With those challenges against them, the unit faces extra workload and expectations. This week, the Minutemen will go head-to-head with an offensive line from Coastal Carolina (2-1) that has paved the way for 647 rushing yards this year, good enough for 215.7 yards per game.

Stopping the run has been problematic in 2019 for the Minutemen. UMass has allowed 267 yards per game on the ground and 6.3 yards per carry. While those numbers are emblematic of a greater problem on the defensive side of the ball, the defensive line bears the brunt of the blame.

With Charly Timite and Shannon Junior II stepping away from the team, the line will be under even more pressure to perform. In the first three games, that duo was responsible for eight tackles and two sacks.

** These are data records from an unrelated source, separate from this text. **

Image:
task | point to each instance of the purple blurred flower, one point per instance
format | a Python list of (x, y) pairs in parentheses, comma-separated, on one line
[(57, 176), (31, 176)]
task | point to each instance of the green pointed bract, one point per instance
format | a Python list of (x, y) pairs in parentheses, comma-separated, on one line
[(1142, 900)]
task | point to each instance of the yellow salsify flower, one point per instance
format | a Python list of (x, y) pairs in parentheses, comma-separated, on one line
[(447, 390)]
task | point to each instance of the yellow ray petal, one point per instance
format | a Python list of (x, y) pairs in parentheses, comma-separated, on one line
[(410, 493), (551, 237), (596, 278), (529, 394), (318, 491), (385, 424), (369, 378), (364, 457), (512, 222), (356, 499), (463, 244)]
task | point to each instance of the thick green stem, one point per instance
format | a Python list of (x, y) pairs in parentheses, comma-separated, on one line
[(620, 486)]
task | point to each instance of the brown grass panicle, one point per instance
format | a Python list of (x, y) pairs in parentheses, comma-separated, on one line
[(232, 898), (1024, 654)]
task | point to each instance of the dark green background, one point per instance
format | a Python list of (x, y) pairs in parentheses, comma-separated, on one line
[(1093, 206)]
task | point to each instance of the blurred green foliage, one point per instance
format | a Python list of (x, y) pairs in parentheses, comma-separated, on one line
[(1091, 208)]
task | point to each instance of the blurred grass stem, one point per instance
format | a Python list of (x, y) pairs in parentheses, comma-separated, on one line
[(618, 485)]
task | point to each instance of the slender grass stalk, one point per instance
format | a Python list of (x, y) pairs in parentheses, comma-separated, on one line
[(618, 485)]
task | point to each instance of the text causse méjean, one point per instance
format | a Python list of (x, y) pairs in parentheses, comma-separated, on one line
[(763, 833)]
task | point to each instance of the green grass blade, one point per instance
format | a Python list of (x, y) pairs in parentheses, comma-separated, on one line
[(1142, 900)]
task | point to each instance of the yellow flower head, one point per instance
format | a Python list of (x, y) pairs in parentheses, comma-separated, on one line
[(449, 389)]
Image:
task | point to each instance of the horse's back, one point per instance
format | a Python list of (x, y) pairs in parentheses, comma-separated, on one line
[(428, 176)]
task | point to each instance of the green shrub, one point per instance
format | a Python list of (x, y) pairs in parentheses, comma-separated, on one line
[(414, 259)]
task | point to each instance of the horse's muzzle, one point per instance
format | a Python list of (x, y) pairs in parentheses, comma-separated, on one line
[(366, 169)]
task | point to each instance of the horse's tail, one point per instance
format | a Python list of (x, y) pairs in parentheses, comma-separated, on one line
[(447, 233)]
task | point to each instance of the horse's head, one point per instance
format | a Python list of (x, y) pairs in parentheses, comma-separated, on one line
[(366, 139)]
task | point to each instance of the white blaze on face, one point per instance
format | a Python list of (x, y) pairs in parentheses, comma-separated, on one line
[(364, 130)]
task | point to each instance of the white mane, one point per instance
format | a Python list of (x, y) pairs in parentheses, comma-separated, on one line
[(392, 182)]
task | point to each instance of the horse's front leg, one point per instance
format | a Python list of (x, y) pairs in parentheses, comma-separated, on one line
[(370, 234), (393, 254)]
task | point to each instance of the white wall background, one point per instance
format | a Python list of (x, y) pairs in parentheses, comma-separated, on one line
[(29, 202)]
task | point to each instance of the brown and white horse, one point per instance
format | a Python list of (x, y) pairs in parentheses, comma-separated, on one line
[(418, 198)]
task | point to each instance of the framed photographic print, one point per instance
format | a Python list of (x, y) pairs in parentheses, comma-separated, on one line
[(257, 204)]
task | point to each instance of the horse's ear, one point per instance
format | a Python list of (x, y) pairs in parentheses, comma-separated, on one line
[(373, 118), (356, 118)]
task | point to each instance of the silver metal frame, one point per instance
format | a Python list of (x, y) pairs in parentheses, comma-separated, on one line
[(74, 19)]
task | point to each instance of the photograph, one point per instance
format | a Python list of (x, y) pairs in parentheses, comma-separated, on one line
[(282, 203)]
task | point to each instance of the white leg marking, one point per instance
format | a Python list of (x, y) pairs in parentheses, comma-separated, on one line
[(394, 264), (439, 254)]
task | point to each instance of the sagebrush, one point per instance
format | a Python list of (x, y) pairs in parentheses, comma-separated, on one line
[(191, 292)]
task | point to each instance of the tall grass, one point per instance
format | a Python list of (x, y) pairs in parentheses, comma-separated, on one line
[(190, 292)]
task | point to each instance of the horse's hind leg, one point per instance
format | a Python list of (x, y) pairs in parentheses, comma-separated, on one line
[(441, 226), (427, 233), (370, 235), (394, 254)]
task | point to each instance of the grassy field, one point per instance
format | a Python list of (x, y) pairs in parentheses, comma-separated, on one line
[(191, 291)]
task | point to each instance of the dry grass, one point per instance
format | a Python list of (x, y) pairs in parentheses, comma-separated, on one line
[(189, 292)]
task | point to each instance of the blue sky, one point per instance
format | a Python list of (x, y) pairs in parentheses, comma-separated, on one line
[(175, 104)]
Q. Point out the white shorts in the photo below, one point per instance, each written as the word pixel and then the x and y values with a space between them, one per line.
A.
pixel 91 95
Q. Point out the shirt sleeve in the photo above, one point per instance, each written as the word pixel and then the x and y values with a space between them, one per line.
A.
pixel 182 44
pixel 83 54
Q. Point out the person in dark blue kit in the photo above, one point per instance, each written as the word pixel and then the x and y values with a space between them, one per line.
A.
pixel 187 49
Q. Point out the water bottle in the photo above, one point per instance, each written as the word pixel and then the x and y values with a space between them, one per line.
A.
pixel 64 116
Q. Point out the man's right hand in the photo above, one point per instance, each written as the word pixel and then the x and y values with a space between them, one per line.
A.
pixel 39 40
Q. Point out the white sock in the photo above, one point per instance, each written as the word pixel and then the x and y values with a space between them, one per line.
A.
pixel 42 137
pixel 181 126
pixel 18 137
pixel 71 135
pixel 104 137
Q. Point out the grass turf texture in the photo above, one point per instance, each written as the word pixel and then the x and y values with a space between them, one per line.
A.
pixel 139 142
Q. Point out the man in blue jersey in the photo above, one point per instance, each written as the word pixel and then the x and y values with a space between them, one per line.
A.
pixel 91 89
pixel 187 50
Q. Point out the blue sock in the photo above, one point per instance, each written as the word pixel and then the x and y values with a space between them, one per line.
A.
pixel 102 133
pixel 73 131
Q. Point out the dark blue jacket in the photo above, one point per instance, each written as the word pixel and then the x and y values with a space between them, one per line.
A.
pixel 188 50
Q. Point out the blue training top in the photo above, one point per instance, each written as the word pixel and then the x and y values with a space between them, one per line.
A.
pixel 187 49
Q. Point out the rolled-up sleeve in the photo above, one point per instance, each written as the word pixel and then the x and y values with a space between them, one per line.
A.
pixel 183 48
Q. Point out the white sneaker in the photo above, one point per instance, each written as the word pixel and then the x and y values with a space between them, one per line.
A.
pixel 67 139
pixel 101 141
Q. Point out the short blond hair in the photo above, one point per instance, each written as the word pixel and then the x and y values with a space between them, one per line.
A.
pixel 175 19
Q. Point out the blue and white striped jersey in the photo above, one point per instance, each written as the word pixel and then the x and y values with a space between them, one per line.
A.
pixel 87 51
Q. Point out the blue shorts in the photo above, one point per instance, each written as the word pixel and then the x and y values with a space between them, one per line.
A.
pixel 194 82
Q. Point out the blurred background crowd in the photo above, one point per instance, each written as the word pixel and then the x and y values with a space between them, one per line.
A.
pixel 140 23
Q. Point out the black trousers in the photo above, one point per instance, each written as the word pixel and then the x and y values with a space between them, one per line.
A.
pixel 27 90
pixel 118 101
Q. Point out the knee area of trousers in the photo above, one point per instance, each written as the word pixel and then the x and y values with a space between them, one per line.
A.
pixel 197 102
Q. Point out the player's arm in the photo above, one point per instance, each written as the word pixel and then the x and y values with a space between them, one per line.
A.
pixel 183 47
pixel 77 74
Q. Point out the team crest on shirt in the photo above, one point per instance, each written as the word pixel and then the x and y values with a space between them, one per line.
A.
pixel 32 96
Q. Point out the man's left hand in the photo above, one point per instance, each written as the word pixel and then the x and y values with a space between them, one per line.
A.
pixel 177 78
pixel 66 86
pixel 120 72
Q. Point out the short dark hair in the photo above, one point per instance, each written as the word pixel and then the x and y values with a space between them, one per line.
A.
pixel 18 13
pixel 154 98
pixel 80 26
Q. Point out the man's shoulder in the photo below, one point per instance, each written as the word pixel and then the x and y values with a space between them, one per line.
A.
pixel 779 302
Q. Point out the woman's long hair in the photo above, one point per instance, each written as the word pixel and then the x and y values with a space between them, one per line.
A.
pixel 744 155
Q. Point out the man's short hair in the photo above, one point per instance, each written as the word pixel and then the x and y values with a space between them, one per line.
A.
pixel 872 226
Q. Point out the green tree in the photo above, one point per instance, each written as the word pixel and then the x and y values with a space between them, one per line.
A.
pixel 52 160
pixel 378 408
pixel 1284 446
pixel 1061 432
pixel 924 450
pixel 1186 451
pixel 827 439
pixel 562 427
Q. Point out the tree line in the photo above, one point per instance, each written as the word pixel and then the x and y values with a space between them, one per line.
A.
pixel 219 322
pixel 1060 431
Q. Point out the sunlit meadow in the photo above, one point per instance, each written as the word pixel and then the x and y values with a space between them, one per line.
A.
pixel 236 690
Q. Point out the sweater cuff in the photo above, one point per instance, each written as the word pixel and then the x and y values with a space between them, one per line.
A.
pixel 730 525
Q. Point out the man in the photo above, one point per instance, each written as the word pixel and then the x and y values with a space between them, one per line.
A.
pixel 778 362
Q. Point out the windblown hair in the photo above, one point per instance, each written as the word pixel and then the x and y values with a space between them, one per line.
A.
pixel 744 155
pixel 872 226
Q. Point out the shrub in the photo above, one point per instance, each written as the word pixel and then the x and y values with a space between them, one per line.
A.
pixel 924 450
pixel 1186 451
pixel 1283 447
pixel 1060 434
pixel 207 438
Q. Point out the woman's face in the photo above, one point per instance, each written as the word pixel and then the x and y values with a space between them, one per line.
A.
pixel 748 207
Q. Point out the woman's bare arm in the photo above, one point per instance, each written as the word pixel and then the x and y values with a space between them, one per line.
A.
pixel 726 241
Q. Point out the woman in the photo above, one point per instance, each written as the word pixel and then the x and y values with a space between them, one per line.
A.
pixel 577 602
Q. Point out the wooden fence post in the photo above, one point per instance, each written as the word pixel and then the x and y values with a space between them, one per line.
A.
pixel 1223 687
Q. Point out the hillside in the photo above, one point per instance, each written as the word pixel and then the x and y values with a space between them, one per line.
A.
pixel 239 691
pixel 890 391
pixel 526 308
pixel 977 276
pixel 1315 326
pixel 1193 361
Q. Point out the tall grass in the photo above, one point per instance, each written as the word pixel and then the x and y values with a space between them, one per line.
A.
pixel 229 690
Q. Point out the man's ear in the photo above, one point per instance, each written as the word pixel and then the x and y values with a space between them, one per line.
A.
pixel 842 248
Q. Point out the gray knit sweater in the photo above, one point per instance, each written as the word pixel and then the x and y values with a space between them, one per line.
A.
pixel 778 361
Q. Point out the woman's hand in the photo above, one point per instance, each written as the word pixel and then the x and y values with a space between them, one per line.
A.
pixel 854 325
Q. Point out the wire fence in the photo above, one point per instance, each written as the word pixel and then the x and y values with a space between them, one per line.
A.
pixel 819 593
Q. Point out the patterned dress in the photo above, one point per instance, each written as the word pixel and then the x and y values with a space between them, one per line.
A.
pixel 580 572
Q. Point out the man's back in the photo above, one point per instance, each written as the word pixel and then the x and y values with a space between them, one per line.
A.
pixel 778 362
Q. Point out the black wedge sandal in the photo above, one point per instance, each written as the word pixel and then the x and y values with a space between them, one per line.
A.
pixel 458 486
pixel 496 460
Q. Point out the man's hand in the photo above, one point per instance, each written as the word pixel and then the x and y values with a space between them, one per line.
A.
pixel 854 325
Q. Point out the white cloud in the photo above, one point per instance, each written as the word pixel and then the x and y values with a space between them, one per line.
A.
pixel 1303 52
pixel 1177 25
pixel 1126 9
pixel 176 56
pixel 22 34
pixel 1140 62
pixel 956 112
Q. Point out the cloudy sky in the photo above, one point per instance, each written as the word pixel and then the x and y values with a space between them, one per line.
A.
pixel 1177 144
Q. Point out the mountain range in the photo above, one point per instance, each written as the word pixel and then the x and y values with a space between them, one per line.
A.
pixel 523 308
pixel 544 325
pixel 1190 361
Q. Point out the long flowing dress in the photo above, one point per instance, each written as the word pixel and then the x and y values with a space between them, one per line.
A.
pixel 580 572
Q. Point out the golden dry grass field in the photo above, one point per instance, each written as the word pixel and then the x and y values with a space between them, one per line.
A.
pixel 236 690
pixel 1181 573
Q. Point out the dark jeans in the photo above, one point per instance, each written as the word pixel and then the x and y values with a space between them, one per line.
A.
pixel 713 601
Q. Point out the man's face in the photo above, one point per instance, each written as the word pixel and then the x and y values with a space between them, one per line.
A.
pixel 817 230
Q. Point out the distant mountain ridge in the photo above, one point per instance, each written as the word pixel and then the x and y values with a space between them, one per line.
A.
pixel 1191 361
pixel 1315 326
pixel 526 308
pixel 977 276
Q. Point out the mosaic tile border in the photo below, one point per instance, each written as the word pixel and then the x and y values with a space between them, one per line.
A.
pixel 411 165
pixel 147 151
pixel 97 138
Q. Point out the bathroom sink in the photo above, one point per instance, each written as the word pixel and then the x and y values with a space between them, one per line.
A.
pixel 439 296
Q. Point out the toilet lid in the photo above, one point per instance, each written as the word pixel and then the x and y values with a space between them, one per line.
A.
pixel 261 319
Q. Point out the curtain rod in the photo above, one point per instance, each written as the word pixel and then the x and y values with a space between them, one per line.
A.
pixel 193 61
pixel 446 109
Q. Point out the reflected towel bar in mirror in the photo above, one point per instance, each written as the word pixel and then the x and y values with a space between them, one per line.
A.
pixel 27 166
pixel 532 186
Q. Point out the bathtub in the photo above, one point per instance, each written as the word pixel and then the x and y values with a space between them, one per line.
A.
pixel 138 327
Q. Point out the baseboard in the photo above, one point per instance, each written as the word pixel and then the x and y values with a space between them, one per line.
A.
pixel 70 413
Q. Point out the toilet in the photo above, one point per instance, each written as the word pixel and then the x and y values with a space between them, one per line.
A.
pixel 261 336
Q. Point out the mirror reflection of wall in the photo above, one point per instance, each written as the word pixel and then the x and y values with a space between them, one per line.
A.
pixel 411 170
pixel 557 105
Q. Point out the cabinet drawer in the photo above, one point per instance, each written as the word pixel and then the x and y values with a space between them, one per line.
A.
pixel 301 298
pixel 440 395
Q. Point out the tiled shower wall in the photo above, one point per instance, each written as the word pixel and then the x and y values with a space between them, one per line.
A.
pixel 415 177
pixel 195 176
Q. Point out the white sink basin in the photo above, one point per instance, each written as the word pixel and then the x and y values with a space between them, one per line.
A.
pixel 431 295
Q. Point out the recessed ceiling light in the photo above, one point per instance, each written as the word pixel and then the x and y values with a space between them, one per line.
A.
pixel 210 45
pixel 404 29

“Now I have to be more versatile,” defensive tackle Dennis Osagiede said. “Coach might throw me in at nose [tackle] or he might throw me in at three-technique.”

Pressuring the quarterback is an area where the Minutemen could miss Timite and Junior’s presence. In three games thus far, UMass has managed only four sacks, two coming from the departing defensive linemen.

While the Minutemen have struggled getting to the passer, Coastal Carolina doesn’t feature a prolific passing attack. The Chanticleers average just 181 yards passing per game and only 6.24 yards per attempt. A less-than-stellar passing attack may alleviate some pressure on the undermanned UMass defensive line.

With so few players already on the defensive line, however, losing two players puts the unit in a tight spot, considering it was already short on players heading into the season.

“If the process is the way it is supposed to be,” Bell said, “the results will handle themselves.”

One way in which UMass thinks they can counteract their lack of depth on the defensive line? Conditioning.

“When we play our opponents and it’s a long drive,” Osagiede said, “you can tell we’re more conditioned than they are. They’re usually huffing and puffing but we keep our wind.”

Though the defensive line hasn’t been a strength so far, there is room for growth, a point that will prove invaluable to the strength of the defense.

“[Growth so far], its been small, very incremental,” Bell said. “But, a guy like Wilson Frederick, he had his best practice as a Minuteman yesterday. Is he gonna look like Aaron Donald tomorrow? Probably not. But for him that was a win.”

Between growth by underclassmen on the defensive line and a complete recruiting cycle by Bell, the Minutemen have hope that the position group can improve going forward.

“We’re trying to make a foundation and make good habits,” Osagiede said. “So later down the road, the next three, four, or five years we’ll be here, we can build on that.”

The Minutemen kick off against Coastal Carolina at 1 p.m. on Saturday. The game will be played at McGuirk Alumni Stadium.